Ternyata, netizen Bali itu muda dan berbeda.
Demikian salah satu hasil penting dari survei daring (online) yang kami adakan lewat Sloka Institute selama sebulan lalu. Sebagian hasil survei sudah bisa ditebak. Namun, sebagian lainnya justru mengejutkan. Dan, menyenangkan.
Survei daring tersebut kami adakan pada 21 Mei – 20 Juni 2012. Ada 401 responden mengisi survei untuk pengguna internet (netizen) di Bali maupun orang Bali yang tinggal di luar Bali tersebut.
Sebenarnya, kami sudah pernah membuat survei serupa pada tahun 2010 silam. Cuma, tak jelas hasilnya karena teman yang bantu bikin survei luring (offline) tersebut keburu kuliah S2 di Belanda. Dua tahun berselang, kami baru bikin lagi survei tersebut.
Kali ini dengan dukungan dari teman yang selama ini lebih banyak berhubungan lewat dunia maya, Adi Sudewa. Kami mendiskusikan pertanyaan survei terlebih dulu sebelum dia yang mengunggah ke internet.

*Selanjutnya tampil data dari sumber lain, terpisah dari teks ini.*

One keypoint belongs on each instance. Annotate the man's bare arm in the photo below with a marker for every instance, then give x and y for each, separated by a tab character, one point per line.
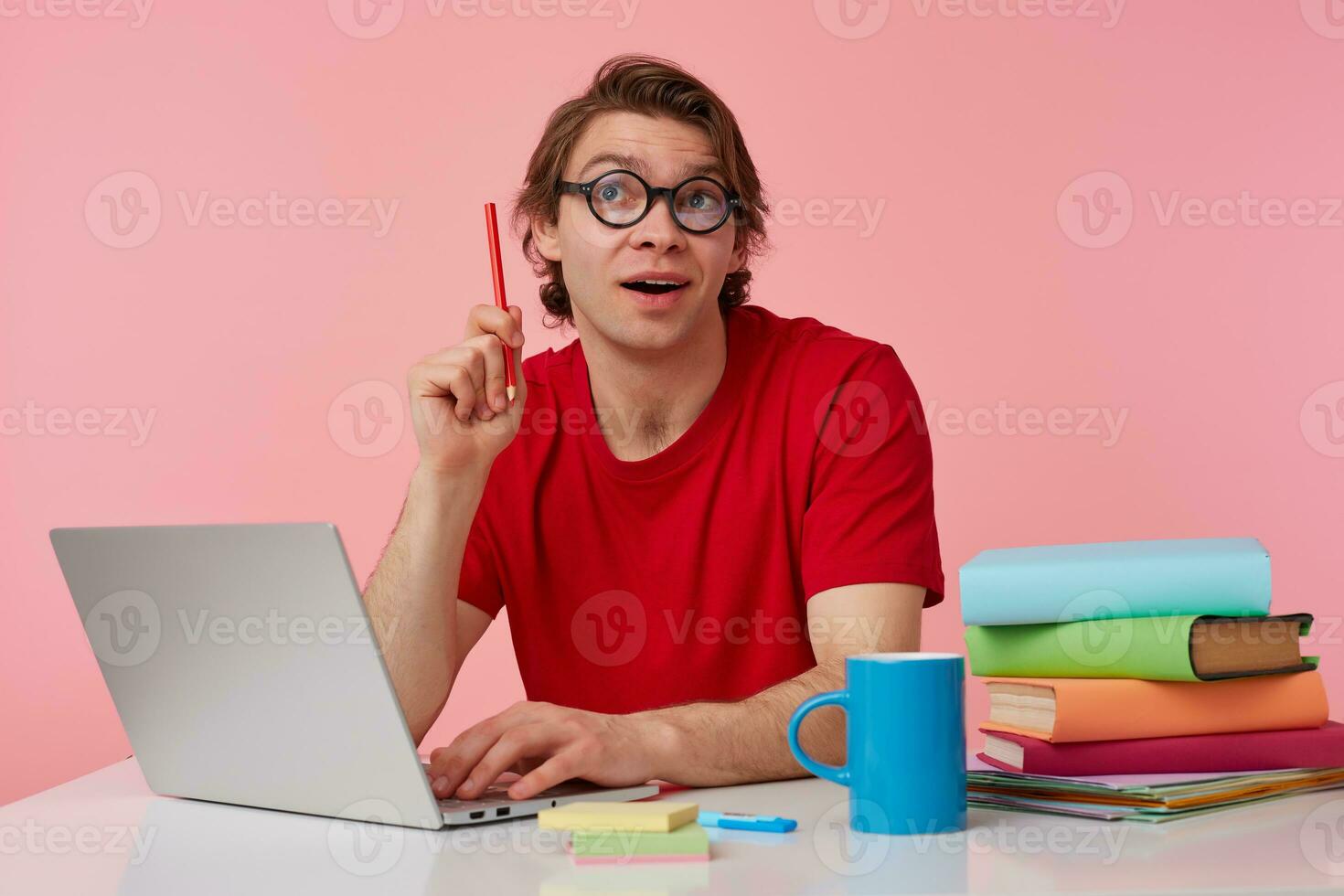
463	421
699	743
742	741
425	632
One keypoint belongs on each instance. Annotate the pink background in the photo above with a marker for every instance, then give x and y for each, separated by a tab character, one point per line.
965	128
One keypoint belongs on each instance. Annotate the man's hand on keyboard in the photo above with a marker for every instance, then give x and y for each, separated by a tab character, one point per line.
549	744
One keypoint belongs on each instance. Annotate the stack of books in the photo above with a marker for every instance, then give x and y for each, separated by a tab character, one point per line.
1141	658
605	833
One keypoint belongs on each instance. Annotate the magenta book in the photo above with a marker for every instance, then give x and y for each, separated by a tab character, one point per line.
1249	752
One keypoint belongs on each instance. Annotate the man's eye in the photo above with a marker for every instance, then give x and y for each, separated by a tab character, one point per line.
703	200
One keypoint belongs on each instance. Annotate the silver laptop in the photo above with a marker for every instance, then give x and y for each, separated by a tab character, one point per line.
245	670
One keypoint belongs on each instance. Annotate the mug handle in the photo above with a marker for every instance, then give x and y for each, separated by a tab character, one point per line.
839	774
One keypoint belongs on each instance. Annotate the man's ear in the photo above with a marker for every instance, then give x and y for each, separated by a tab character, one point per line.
548	238
740	254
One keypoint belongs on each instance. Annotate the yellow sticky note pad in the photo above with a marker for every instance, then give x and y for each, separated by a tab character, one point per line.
595	816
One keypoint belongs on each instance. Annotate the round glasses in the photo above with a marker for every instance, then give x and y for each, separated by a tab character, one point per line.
621	199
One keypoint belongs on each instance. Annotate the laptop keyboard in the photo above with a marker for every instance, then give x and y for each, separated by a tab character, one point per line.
497	793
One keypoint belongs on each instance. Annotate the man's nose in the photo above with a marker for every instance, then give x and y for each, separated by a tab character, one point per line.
657	229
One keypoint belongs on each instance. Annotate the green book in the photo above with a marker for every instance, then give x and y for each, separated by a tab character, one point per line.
1192	647
687	840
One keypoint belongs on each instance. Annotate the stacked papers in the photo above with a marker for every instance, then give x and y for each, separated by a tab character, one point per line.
1149	798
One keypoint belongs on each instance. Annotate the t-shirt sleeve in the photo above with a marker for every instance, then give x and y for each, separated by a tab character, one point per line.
479	583
869	513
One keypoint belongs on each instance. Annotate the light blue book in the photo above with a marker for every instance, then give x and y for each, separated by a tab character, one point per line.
1072	581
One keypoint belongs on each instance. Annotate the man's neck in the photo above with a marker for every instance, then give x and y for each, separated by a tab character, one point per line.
645	400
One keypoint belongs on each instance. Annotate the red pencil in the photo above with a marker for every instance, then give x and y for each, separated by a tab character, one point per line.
492	237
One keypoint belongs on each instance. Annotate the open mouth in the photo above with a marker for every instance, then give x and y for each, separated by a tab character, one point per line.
654	286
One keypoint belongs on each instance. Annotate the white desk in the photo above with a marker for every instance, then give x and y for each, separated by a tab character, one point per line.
80	838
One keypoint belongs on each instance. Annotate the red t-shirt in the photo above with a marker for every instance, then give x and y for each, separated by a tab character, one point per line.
684	577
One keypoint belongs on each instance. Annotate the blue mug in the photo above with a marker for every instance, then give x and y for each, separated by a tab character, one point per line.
906	741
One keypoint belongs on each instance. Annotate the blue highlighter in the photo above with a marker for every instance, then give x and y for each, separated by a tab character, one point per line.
743	821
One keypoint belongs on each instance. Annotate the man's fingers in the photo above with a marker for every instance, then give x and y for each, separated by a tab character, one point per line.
454	762
457	372
494	354
555	770
504	325
512	746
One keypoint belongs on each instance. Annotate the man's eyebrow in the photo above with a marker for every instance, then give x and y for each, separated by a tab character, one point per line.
636	164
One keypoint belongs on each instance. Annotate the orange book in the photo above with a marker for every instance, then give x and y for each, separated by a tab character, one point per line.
1072	709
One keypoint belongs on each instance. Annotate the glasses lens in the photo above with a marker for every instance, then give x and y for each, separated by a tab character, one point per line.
618	197
700	205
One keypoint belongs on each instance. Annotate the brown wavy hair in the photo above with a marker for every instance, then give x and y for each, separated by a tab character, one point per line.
649	86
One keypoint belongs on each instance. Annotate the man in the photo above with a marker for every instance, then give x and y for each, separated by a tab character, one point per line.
694	512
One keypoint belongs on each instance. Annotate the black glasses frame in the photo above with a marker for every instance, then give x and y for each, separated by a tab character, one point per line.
652	195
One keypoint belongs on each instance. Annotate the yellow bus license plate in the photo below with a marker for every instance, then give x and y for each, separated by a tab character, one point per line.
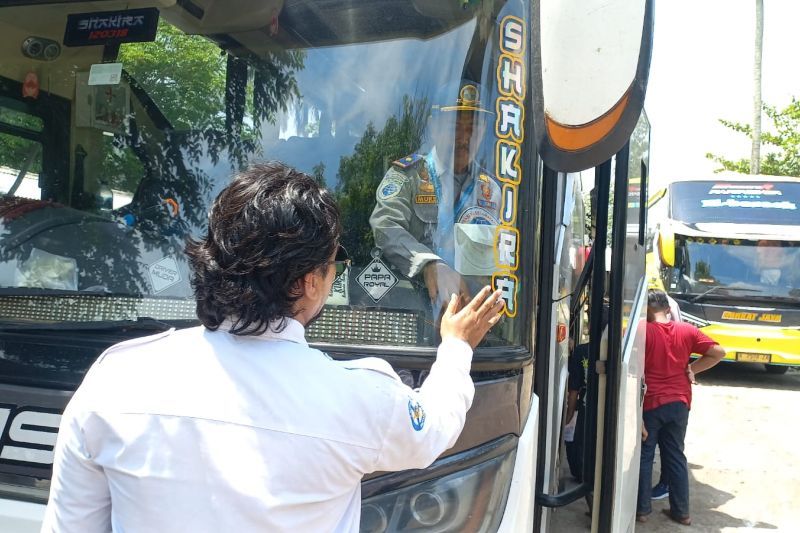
753	357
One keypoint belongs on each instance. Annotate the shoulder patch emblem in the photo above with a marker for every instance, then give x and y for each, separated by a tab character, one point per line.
408	161
389	189
429	199
417	414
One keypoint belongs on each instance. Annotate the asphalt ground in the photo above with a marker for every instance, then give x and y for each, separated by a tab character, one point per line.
743	449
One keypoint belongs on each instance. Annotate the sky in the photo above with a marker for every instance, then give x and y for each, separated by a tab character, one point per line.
702	70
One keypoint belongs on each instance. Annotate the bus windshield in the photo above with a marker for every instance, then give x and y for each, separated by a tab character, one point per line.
741	269
111	154
695	202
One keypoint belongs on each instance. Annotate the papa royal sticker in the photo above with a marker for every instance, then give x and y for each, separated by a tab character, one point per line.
417	414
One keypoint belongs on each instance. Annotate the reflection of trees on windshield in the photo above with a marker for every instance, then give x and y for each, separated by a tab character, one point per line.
702	272
361	173
201	106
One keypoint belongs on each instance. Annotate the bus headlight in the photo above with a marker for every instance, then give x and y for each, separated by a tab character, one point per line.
472	499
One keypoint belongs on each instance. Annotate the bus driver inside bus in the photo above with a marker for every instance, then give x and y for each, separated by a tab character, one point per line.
437	208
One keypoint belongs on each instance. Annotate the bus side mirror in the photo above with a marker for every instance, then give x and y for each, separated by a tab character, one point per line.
666	247
591	64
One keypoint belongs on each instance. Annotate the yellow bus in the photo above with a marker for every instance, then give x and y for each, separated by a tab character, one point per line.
728	251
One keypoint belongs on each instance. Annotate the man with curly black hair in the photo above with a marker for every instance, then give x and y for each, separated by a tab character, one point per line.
239	425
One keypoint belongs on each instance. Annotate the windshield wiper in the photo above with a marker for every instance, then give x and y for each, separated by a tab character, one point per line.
713	289
140	324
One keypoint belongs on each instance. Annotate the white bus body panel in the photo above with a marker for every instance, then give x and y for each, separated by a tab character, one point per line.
21	517
629	425
518	514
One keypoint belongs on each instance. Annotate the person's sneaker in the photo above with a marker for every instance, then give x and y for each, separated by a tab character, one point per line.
660	491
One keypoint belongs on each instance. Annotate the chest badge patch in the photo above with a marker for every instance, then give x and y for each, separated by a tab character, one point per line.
417	414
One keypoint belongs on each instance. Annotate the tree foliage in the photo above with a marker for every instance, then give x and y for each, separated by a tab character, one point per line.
784	157
361	173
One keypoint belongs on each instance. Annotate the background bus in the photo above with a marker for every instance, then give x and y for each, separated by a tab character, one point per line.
728	251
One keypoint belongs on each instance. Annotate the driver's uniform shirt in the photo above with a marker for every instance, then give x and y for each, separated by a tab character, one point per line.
199	430
413	222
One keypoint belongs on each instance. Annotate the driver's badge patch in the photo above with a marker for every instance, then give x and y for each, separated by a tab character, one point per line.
389	189
417	414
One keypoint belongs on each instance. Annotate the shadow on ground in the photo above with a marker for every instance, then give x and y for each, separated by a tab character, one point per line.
751	375
704	500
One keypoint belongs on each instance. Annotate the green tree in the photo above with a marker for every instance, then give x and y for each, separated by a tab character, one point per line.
361	173
784	159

Ada tiga hal yang ingin kami cari lewat survei tersebut, yaitu profil netizen, pola penggunaan internet, serta pola konsumsi dan persepsi netizen Bali terhadap media massa.

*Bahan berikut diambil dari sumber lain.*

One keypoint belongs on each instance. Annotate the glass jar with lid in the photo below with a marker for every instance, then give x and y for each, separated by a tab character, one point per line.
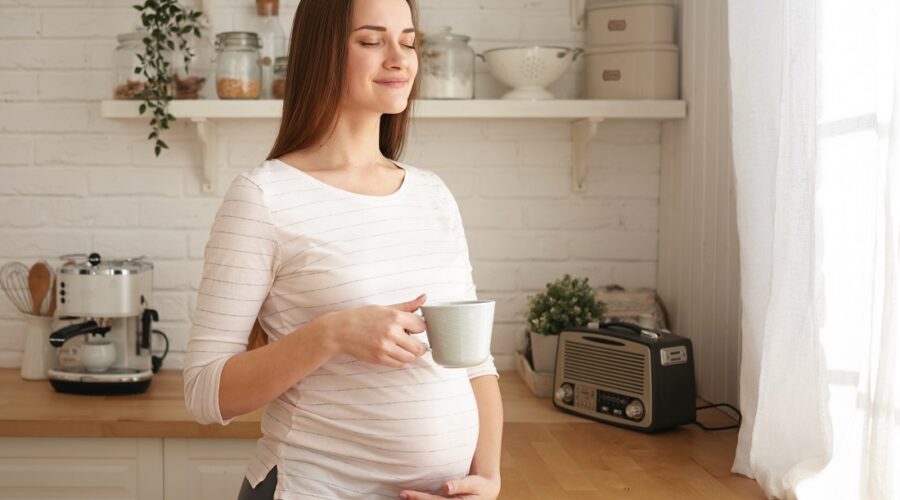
447	66
126	83
280	77
190	77
238	74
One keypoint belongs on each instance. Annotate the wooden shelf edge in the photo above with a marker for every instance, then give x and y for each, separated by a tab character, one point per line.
571	109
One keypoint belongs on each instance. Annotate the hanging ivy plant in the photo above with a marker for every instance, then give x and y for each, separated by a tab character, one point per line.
168	25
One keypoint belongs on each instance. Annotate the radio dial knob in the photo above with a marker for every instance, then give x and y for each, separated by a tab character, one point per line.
565	394
634	410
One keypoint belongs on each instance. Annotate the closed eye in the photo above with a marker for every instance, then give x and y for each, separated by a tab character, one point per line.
374	44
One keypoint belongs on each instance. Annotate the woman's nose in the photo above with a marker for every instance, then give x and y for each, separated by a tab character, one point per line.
397	57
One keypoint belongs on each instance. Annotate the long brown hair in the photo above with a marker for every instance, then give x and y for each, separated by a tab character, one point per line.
317	61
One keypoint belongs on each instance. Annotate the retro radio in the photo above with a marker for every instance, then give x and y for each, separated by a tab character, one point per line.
626	375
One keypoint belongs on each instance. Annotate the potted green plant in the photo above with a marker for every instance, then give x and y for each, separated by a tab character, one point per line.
169	25
566	302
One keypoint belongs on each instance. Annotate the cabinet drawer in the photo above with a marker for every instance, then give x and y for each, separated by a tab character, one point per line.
205	468
62	468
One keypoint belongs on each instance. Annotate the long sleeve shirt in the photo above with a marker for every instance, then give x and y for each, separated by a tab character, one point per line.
286	248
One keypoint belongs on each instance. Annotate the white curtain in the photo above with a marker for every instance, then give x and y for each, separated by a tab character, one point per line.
816	140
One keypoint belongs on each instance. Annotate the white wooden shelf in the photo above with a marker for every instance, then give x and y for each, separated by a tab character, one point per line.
583	116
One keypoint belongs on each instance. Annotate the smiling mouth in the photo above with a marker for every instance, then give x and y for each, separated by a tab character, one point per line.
393	83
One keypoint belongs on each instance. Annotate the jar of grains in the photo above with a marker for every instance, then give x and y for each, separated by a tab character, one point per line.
126	83
280	77
448	66
238	74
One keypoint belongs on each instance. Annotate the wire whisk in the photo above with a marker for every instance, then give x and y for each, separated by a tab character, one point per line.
14	281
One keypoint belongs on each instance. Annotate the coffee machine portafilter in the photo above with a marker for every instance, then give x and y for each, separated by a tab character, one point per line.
111	304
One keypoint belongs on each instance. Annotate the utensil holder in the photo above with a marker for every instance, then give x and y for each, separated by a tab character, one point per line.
39	354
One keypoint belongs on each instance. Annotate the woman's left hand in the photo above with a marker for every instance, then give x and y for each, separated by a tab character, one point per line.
469	487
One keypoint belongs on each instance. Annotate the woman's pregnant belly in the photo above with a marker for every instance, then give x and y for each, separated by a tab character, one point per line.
377	427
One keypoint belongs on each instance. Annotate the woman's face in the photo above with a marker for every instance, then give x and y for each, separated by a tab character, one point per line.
381	61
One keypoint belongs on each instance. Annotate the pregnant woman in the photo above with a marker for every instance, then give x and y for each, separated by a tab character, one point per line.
315	265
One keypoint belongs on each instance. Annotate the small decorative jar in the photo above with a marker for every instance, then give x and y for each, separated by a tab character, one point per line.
280	77
238	74
190	79
448	66
126	83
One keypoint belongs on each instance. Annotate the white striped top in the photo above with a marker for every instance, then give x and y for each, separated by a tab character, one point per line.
287	247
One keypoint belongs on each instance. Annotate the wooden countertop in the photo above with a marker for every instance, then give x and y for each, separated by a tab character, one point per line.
31	408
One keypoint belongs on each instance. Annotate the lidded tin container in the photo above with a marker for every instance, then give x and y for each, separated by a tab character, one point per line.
447	66
238	71
107	289
635	71
126	83
619	22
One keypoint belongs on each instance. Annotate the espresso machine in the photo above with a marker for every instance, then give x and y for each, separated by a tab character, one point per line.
109	303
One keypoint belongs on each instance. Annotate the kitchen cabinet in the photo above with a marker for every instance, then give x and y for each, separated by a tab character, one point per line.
205	469
122	468
96	468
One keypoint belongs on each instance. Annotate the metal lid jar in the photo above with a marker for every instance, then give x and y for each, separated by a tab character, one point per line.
126	83
238	73
280	77
80	264
447	66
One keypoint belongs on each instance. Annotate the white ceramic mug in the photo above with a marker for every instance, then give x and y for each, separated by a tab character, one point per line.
459	331
97	355
39	354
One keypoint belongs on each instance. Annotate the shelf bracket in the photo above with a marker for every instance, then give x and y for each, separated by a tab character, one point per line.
582	132
206	131
577	13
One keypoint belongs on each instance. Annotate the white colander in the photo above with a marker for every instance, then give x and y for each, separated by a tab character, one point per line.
528	70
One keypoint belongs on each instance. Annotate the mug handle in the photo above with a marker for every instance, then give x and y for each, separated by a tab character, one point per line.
427	346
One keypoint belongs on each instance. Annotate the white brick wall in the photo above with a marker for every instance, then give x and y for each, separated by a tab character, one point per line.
73	181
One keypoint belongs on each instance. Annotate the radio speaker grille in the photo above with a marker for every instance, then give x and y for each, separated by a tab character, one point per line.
599	365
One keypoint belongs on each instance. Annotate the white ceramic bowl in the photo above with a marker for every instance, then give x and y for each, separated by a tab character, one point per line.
528	70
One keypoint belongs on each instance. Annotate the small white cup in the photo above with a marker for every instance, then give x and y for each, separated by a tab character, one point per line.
97	356
459	331
39	354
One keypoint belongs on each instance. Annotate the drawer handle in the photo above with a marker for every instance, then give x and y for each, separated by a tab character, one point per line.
617	25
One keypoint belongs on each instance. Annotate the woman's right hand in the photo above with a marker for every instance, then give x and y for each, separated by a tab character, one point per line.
379	334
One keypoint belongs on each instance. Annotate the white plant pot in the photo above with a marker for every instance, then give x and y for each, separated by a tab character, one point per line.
543	352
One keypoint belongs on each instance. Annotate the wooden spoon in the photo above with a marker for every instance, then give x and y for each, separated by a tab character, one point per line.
51	310
38	285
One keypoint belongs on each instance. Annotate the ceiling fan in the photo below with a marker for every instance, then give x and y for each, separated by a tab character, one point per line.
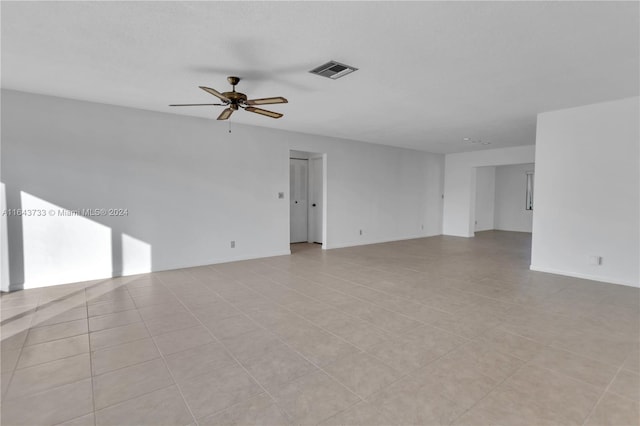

Hasil yang bisa ditebak, antara lain, netizen di Bali sebagian besar berusia muda, antara 20 – 30 tahun dan dominan laki-laki. Netizen di Bali juga makin banyak yang mengakses internet dari perangkat bergerak, seperti ponsel, sabak, maupun komputer jinjing.
Kalau melihat pada usia netizen ini, maka wajarlah kalau makin banyak digital native di pulau ini. Digital native ini adalah orang-orang yang nyaris tiap aktivitasnya tak bisa lepas dari hal-hal digital. Contohnya ya mau makan jepret makanannya dulu, bukan berdoa. Hehe..
Generasi baru digital native ini bersiap menggeser orang-orang tua yang masih gagap dengan teknologi informasi alias digital immigrant. Inilah orang-orang yang memang bisa beli gawai untuk anak dan dia sendiri tapi masih canggung untuk menggunakannya.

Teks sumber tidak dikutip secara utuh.